If rating uncertainty is 100Elo, and difference between engines is 20Elo, there are 48 games played with 70% draw rate, what is probability with 95% certainty that engine with higher Elo will win the match.
If you answer me this question (without help from Miguel) we can talk further.
However, I'm pretty sure that you have no clue what I'm talking about, and can't answer this simple question :lol:.
Who do you think you and I are, Johann and Jacob Bernoulli? :lol:

To be honest, Milos, I do not know how to compute the probability that the higher rated player wins the match when the ratings difference is subject to uncertainty. Feel free to enlighten me. Given your reticence to show actual computations and the errors that I have seen you make in the past (such as a mistake in a simple application of Bayes theorem), I have some doubt on whether you know how to.

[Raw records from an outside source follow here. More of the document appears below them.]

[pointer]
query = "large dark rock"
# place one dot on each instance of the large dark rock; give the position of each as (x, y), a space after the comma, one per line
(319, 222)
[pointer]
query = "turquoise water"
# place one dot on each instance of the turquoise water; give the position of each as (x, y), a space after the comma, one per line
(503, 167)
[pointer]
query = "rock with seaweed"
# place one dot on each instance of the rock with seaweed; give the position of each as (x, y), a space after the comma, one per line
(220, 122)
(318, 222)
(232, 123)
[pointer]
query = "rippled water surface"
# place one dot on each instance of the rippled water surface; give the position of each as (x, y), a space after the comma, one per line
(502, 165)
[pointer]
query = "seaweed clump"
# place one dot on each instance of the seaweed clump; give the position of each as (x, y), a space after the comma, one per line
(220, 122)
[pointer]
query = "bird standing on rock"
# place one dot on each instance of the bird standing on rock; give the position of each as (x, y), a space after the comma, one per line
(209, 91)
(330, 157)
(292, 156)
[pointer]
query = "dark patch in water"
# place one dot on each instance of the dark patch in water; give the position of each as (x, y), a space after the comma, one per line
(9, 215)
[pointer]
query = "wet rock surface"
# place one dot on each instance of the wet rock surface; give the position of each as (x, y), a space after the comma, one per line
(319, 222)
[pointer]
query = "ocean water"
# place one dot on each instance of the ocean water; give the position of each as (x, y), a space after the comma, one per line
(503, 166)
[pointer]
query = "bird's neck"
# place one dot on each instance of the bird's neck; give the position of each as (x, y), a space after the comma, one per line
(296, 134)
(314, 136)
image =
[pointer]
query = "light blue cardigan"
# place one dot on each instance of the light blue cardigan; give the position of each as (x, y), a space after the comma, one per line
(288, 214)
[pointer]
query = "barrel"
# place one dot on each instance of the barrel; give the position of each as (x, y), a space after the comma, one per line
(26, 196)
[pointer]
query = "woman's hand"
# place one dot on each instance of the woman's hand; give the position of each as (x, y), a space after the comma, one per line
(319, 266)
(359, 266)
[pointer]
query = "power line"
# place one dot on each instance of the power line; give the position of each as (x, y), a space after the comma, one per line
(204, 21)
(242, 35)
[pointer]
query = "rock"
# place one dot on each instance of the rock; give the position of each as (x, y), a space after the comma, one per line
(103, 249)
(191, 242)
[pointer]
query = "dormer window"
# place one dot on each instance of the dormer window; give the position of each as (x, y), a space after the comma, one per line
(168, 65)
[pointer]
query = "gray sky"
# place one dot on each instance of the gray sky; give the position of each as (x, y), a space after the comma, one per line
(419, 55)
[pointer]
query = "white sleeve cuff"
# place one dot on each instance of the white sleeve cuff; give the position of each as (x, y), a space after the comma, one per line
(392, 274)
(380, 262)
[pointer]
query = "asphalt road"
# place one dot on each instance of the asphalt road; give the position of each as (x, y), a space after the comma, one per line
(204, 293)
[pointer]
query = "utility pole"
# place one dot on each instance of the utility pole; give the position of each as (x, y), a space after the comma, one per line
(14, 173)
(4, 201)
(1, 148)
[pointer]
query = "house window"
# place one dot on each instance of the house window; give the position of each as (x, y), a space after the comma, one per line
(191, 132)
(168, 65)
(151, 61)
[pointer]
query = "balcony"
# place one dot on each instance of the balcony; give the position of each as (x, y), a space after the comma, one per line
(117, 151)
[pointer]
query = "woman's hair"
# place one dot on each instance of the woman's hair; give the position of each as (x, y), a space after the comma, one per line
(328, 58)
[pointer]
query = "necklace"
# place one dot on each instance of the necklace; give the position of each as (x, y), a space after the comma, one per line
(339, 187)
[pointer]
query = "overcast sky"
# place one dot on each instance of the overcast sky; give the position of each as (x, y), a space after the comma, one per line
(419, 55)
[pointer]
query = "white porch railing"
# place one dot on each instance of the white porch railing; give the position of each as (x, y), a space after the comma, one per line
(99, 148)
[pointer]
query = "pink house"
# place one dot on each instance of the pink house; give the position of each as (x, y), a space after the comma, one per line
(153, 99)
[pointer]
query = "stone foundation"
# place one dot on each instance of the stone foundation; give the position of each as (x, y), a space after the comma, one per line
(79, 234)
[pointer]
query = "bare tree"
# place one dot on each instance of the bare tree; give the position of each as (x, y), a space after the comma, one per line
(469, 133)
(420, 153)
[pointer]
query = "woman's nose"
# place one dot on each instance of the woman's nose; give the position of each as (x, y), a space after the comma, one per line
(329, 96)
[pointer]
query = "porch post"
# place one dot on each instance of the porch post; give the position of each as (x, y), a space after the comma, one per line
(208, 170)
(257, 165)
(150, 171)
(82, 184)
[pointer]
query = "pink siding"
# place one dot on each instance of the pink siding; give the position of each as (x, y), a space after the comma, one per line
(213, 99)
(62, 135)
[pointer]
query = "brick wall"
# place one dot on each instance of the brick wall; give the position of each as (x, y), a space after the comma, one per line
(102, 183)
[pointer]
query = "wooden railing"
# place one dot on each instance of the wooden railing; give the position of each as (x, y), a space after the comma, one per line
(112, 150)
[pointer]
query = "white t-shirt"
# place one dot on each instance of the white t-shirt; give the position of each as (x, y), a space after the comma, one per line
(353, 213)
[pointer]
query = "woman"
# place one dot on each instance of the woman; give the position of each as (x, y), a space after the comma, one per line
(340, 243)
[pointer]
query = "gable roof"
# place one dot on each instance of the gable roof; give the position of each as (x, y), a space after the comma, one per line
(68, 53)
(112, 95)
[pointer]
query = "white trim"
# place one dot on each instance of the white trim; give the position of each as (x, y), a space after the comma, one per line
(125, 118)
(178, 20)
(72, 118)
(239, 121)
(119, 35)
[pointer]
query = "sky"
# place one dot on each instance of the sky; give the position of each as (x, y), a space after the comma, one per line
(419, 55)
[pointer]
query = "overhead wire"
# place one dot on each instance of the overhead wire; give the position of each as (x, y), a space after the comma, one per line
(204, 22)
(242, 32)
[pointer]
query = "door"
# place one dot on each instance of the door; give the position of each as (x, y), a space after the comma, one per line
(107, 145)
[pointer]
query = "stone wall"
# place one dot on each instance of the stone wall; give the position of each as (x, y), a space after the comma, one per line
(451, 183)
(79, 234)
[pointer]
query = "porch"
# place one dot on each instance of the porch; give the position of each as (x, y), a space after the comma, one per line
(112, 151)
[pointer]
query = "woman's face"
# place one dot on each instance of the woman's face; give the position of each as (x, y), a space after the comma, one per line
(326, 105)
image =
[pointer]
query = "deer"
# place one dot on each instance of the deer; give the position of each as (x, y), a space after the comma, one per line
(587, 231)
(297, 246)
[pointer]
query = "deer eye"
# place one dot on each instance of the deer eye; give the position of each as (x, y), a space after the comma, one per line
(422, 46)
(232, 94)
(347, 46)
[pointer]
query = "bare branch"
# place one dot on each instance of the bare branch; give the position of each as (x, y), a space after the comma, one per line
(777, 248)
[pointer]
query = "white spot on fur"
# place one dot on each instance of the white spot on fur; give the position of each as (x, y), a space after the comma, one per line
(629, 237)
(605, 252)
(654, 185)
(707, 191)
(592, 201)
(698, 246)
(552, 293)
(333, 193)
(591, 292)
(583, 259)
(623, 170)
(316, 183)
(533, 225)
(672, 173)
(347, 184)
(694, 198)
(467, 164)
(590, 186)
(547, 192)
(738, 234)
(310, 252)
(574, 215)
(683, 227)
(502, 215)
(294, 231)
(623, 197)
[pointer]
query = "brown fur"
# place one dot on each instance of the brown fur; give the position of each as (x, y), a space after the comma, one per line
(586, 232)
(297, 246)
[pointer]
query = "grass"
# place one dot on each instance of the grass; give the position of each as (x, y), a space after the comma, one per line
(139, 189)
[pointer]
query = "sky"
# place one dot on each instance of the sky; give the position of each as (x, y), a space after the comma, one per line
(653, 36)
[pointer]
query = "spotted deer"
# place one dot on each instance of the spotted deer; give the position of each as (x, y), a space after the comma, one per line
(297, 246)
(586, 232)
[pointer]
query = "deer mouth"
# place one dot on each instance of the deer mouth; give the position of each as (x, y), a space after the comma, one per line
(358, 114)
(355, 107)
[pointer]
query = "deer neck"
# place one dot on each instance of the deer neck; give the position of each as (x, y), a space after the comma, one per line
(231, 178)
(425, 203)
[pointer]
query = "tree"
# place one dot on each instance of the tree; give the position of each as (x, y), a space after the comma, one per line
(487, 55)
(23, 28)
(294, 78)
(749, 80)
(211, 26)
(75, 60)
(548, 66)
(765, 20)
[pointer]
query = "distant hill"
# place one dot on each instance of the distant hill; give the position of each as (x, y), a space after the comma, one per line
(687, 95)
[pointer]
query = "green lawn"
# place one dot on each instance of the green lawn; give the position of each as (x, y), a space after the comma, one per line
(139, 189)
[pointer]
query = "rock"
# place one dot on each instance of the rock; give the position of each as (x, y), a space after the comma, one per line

However, if the ratings difference is truly 20 Elo, then the probability that the higher rated player will win is 72% to 73%.
User avatar
Don
Posts: 5106
Joined: Tue Apr 29, 2008 4:27 pm

Re: nTCEC simulation

Post by Don »

Here is the sim after Hodini beats Rybka in round 50

Code: Select all


Name         Win Odds     Stage 4
---------  ----------  ----------
Komodo         44.791      99.113
Houdini        44.269      99.284
Bouquet         6.320      90.212
Critter         2.001      74.127
Hiarcs          1.160      60.497
Gull            0.551      54.432
Stockfish       0.518      51.339
Rybka           0.290      50.616
Naum            0.099      19.771
Junior          0.000       0.609

Capital punishment would be more effective as a preventive measure if it were administered prior to the crime.